TDB: Any thought of building them in the U.S.?
Calder: It could be made in the U.S. but won’t be. It will be made in our factory in Hambach (the former Smart car plant), on the French border with Germany.
Expanding the portfolio
TDB: You’ve already talked about wanting more products in the Ineos line-up. How many different models would you eventually like to have?
Calder: Probably about four. The Grenadier (SUV) and Quartermaster (pickup) are really one family. So, another three beyond those models.
TDB: What type of vehicles would those be?
Calder: We’re still working on the finer details. But one thing I can tell you is that the off-road DNA will always be us, you know. We’re not going to build a sports car or a family (sedan). Off-road is our core.
TDB: Might a full-size pickup be in the planning stage? And, if so, what would the timeframe be?
Calder: Yeah, and our planning director strongly believes we need that to be competitive. So, it’s on the long roster of things for us to look at. I’m not going to give a timeframe for that. We’ve got limited resources.
Going electric
TDB: You’ve already announced plans for your first EV. How far along is it?
Calder: We’re quite well into the development of the engineering of that vehicle. But we’re still working on it. (Ed: Ineos insiders say the EV’s design still has to be formalized.) It’s coming in 2026, but we’re two years into it. It’s going to be a skateboard design. It won’t be an electric version of the Grenadier. That would just be too difficult. And, considering the use cases, like towing, I don’t think it would lend itself well to going electric.
TDB: What are you looking at in terms of range?
Calder: Four hundred kilometers. (Ed: or 250 miles using the looser global WLTP test cycle. Typically, EPA numbers about 20% less.)
TDB: How many of the other products you’ll bring to market by 2030 will be EVs?
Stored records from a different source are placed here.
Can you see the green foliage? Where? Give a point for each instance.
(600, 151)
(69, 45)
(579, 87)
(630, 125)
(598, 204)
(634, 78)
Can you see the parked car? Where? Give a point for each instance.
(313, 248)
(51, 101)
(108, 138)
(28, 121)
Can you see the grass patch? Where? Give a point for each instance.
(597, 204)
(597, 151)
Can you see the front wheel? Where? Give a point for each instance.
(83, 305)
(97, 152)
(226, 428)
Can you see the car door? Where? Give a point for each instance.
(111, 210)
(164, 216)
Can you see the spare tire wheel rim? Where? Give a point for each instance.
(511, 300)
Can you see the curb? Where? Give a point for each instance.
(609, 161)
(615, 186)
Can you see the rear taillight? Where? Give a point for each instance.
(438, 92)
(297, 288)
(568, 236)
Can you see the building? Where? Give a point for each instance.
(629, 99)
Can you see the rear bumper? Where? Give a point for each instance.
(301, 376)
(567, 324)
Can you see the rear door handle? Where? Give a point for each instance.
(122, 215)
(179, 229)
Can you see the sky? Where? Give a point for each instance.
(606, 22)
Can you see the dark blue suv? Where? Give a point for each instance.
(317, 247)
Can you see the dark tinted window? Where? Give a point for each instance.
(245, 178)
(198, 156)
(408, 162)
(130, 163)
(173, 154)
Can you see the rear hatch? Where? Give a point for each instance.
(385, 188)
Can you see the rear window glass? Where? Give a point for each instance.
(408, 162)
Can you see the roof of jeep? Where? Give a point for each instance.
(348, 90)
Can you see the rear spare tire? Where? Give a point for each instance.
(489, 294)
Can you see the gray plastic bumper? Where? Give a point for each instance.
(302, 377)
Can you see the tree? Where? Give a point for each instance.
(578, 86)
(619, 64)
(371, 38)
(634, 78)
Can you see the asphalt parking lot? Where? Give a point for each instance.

Calder: I think it’s a great question but I’m not sure I can answer that because we’re constantly balancing our fleet. We’re committed to doing everything we can to decarbonize. However, we also have a global market and not every country has the same approach (to electrification). We need to find the right balance of finding everything we can do for the zero-emission transition. But we will still need to provide combustion engine vehicles in countries that continue to need them – not just want, but need them.
TDB: So, how do you do both?
Calder: I think we’ll be looking to maximize our optionality with future models without getting too complex. We’ll have a pure EV by 2026. But future models might have the option of going both internal combustion and electric. And maybe hydrogen. I’m not going to pick a horse now. I think that would be the wrong thing to do. We’re now in 30 countries and will be in 40 by the middle of next year. That means we have to deal with a lot of different regulatory environments and different requirements from consumers.
TDB: If you had to say who your competition is, who would that be?
Calder: We’ve (had) lots of conversations about this and struggle with who to benchmark ourselves against. Not that we’re special. It’s just that from the price standpoint and our off-road capabilities, I don’t think there’s a direct benchmark. I’m not saying that I don’t say the Land Rover Defender as a competitor. It is absolutely our competitor. But it’s a fairly different vehicle. A big part of our vehicle was to make it as mechanical as possible so you can fix it if you’re somewhere in the middle of the (Australian) Outback, or the middle of the U.S. or Scotland, where I’m from. You don’t need a diagnostics machine. You can get the parts and you can fix it.